Ava olhou para Daniel e percebeu que ele estava de acordo. Decerto que eles não iriam desperdiçar mais nenhuma oportunidade.

* ** *

Antes de se mudar para Brighton, tinham dado um conselho muito precioso a Isaac: não cries uma rotina. Logo, o homem vagueava pela cidade em direções diferentes todos os dias. Só havia uma coisa que ele não conseguia mudar, a ida ao pub a seguir ao almoço. No início, ia a um estabelecimento diferente todos os dias, contudo tinha encontrado um sítio que considerava ter a melhor cerveja da cidade e passou a ir ali frequentemente. Com as voltas que a sua vida tinha dado não conseguia quebrar o vício durante muito tempo.
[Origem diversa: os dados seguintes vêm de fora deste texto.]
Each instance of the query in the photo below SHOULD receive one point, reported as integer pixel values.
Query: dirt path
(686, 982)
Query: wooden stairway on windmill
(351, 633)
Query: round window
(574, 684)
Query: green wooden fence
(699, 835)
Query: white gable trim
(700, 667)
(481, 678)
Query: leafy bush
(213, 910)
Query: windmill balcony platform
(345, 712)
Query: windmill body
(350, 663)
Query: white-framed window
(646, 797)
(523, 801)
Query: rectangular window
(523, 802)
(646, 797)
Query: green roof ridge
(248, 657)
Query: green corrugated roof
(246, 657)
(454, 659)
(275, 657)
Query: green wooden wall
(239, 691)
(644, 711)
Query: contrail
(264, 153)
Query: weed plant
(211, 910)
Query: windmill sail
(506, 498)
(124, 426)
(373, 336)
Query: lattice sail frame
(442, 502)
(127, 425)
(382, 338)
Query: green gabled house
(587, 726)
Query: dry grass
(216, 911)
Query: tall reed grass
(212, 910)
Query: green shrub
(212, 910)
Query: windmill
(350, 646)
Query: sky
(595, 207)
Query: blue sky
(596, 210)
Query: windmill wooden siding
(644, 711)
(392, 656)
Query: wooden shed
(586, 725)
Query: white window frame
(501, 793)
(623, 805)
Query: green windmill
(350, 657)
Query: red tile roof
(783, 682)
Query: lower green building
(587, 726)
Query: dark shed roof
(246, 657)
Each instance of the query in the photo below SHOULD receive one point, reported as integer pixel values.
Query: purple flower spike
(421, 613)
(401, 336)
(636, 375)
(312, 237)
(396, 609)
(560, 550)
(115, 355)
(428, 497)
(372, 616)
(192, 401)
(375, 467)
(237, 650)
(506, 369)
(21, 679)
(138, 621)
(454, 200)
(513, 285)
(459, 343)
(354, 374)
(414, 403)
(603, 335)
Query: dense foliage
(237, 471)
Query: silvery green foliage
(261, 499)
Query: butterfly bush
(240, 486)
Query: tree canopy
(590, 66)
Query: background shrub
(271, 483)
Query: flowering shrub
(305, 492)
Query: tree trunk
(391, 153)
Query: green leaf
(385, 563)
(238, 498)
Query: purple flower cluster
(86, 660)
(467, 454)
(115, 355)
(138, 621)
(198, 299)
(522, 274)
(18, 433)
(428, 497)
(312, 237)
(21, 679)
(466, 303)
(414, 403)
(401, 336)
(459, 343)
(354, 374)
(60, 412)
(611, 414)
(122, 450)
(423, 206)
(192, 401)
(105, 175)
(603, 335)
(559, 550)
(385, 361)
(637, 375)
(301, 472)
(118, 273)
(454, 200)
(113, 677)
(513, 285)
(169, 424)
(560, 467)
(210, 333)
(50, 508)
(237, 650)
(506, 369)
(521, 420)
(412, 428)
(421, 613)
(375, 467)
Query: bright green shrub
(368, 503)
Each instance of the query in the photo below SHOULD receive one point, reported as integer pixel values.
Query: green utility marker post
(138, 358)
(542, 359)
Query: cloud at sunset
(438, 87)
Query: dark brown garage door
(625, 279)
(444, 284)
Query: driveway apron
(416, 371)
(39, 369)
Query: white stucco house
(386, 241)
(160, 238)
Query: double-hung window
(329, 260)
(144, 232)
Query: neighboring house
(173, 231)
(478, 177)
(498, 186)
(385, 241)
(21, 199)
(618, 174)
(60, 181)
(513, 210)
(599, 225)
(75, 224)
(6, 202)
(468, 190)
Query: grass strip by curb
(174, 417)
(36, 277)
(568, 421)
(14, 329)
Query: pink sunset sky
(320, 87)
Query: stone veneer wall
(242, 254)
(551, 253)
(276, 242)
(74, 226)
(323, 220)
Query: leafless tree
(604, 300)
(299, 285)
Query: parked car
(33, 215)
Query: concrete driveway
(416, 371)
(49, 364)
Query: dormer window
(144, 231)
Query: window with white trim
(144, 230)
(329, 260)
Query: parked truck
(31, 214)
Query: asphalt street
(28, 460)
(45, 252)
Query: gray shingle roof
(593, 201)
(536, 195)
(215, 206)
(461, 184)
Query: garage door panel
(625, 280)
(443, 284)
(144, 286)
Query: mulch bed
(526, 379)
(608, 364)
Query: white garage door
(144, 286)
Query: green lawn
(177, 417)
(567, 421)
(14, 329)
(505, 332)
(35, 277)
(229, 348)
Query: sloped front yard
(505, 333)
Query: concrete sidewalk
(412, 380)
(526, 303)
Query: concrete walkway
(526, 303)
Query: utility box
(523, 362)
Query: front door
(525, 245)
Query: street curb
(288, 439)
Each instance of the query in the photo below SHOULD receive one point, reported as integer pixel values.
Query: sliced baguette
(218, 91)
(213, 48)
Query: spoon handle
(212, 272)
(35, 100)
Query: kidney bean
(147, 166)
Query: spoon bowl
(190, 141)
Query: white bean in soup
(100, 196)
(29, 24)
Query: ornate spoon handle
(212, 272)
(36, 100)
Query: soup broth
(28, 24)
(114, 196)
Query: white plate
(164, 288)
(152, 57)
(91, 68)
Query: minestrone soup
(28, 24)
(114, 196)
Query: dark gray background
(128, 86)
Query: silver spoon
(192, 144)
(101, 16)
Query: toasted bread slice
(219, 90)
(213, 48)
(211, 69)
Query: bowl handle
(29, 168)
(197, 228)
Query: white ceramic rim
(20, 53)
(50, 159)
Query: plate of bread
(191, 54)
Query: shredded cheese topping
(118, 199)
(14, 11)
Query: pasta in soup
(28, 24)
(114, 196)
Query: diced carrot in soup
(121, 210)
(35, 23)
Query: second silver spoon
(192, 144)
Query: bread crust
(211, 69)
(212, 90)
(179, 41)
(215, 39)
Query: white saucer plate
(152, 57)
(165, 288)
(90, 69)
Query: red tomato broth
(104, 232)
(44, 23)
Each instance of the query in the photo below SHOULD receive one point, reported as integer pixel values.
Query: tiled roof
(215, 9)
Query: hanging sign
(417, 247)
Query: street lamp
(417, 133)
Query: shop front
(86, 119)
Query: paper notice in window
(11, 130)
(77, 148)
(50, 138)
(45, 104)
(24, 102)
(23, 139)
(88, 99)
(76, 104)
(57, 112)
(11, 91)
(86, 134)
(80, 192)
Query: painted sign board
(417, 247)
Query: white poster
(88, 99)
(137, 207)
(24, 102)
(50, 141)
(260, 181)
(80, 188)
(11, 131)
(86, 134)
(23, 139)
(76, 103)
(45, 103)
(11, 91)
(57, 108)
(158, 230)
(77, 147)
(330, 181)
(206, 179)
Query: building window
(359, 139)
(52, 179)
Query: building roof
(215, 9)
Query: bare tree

Apesar de ter noção dos perigos, foi com choque que viu o conteúdo do envelope que lhe fora entregue. No entanto, fazia sentido que ele não tivesse dado conta da presença dos seus velhos conhecidos. Não era a ele que as fotografias retratavam, era a Ava. Isaac entendia muito bem a ameaça subentendida, por isso levantou-se e dirigiu-se a casa, sem se quer tentar despistá-los. Naquela tarde a rapariga trabalhava na loja, logo não voltaria a casa tão cedo. O velho sabia perfeitamente o que tinha de fazer, proteger a ruiva era tão importante quanto proteger o seu segredo. No início, cuidar de Ava não passava de um favor que acedera à mãe dela, aquela mulher que fizera de tudo para o ajudar há tantos anos atrás. Todavia tinha-se tornado próximo dela contra a sua vontade. Olhou para trás, viu o homem com os olhos de gelo e pensou: «Raios, finalmente me apanhou. Mas não vai ter o que quer, nem que tenha de dar a minha vida para o assegurar.»